A minha mãe trabalhava muito na fazenda. Tínhamos muito milho, muito azeite… Não nos faltava nada. Tínhamos ali uns olivais na Deflores, que ela era de lá. E naquele ano de 1945 disseram:
- “Ai, vêm aí os fiscais para ver quem é que tem muito milho em casa. Têm que vender para as pessoas que não têm nada.”
Disseram que vinham os fiscais e que quem tivesse muito tinha que vender às pessoas que não tinham. O que é que ela fez? Eu era pequena e parece que ainda a estou a ver. A nossa casa tinha um vão grande e havia assim uma porta. Ela tinha uma arca. Então, enfiou a arca naquele vão das escadas e encheu-a de milho. Levou 10 alqueires de milho para o que desse e viesse e, depois, pôs duas pilhas de cavacas à frente, que eles já nem a arca viam.
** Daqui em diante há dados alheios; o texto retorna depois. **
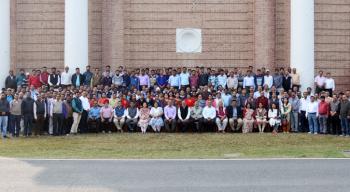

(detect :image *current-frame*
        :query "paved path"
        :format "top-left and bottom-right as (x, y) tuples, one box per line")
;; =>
(1, 158), (350, 192)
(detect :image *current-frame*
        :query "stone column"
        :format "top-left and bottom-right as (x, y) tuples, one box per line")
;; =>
(291, 0), (315, 91)
(102, 0), (125, 70)
(254, 0), (276, 71)
(0, 0), (11, 88)
(65, 0), (89, 72)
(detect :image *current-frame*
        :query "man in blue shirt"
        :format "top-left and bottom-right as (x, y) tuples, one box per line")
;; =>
(83, 65), (94, 87)
(88, 101), (101, 133)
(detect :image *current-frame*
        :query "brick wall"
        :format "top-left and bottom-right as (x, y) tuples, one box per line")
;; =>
(11, 0), (65, 71)
(275, 0), (290, 70)
(315, 0), (350, 91)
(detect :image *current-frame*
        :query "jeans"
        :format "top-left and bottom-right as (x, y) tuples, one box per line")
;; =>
(290, 111), (299, 132)
(318, 115), (328, 134)
(10, 115), (21, 136)
(0, 116), (8, 137)
(307, 113), (318, 133)
(340, 117), (349, 136)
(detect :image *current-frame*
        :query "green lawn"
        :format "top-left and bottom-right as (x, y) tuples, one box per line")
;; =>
(0, 133), (350, 159)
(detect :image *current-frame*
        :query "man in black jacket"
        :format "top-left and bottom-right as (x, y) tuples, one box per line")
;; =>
(0, 93), (10, 138)
(21, 92), (35, 137)
(71, 68), (85, 88)
(5, 70), (17, 90)
(227, 99), (243, 132)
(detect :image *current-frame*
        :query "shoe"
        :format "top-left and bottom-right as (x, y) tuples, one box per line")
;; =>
(308, 132), (312, 134)
(108, 131), (112, 134)
(314, 133), (318, 135)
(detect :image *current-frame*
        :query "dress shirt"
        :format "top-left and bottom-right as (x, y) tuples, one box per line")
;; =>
(243, 76), (254, 88)
(79, 96), (90, 111)
(179, 72), (190, 86)
(164, 105), (177, 120)
(202, 106), (216, 119)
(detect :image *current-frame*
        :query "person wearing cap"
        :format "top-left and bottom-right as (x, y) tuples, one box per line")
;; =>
(306, 95), (319, 134)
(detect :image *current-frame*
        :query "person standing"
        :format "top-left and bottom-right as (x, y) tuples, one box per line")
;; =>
(92, 68), (102, 87)
(314, 70), (326, 94)
(280, 97), (292, 133)
(339, 95), (350, 137)
(113, 101), (126, 132)
(318, 96), (330, 134)
(263, 69), (273, 90)
(9, 94), (22, 137)
(33, 94), (47, 136)
(299, 92), (309, 132)
(71, 68), (85, 88)
(289, 92), (300, 133)
(21, 92), (35, 137)
(306, 95), (319, 134)
(290, 68), (300, 91)
(50, 94), (64, 136)
(70, 92), (83, 135)
(138, 69), (150, 89)
(0, 93), (10, 138)
(282, 71), (292, 92)
(329, 94), (340, 135)
(5, 70), (17, 91)
(164, 100), (177, 132)
(60, 66), (72, 88)
(179, 67), (190, 89)
(243, 71), (255, 91)
(79, 91), (90, 133)
(48, 67), (60, 89)
(83, 65), (94, 87)
(324, 72), (335, 97)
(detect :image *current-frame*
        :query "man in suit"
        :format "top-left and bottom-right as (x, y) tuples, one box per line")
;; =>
(71, 68), (85, 88)
(226, 99), (243, 132)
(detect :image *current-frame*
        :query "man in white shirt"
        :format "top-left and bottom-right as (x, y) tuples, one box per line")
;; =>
(202, 100), (217, 132)
(217, 70), (228, 89)
(227, 71), (238, 90)
(324, 72), (335, 97)
(79, 91), (90, 133)
(314, 70), (326, 94)
(60, 66), (71, 88)
(168, 70), (180, 89)
(263, 69), (273, 89)
(243, 71), (255, 91)
(179, 67), (190, 89)
(306, 95), (319, 134)
(299, 92), (310, 132)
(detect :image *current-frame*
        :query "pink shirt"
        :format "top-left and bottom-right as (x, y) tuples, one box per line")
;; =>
(100, 106), (113, 119)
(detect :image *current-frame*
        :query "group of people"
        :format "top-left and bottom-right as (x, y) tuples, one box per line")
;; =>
(0, 64), (349, 139)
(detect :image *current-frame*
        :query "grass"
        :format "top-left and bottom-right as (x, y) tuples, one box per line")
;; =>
(0, 133), (350, 159)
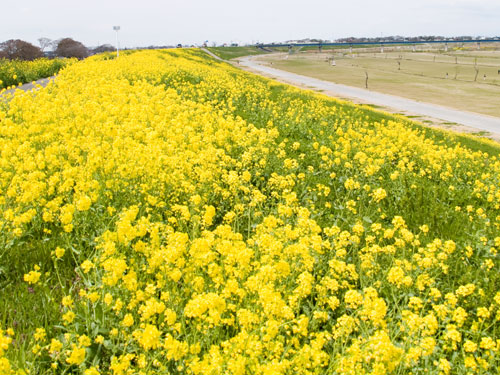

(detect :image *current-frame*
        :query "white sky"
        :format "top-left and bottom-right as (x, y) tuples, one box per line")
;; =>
(2, 0), (499, 48)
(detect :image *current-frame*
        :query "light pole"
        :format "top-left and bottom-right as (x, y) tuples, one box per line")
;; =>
(113, 26), (120, 57)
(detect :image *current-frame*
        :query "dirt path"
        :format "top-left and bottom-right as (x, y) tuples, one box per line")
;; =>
(237, 55), (500, 138)
(201, 48), (223, 61)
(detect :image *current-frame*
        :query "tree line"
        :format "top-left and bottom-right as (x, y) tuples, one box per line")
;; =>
(336, 35), (500, 43)
(0, 38), (115, 61)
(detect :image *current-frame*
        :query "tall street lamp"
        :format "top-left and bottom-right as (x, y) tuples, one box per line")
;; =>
(113, 26), (120, 57)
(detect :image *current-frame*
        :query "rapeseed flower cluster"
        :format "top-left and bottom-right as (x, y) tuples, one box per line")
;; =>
(1, 49), (499, 374)
(0, 57), (74, 90)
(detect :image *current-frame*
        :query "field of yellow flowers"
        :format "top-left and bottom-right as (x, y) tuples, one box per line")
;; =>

Depois, disse:
- “Então, venham cá que não há cá nada para vocês!”
Mas não chegaram a vir. Naquela altura, íamos para o regedor. Vinha aquela farinha amarela de fora e a gente ia lá. A minha mãe não precisava disso. Mas para o povo não desconfiar, também ia buscar aquela farinha que nos calhava. Era para o porco. A gente matava dois e três porcos por ano.
Naquele ano da fome - foi quando as minhas duas irmãs nasceram - havia cá a padaria. Ela, coitadita, levantava-se às duas horas da manhã, ia por o outro lado do quelho, aparava o avental e a tia Ressurreição lá lhe atirava um pãozito para baixo. Mas de manhã, ela fazia-me levantar para eu ir para a bicha do pão, que era para o regedor e o povo não desconfiarem que a gente tinha pão em casa. Lá ia buscar o bocado que pertencia. Era tudo racionado. Pois é, passou-se muito e eu ainda sou desse tempo.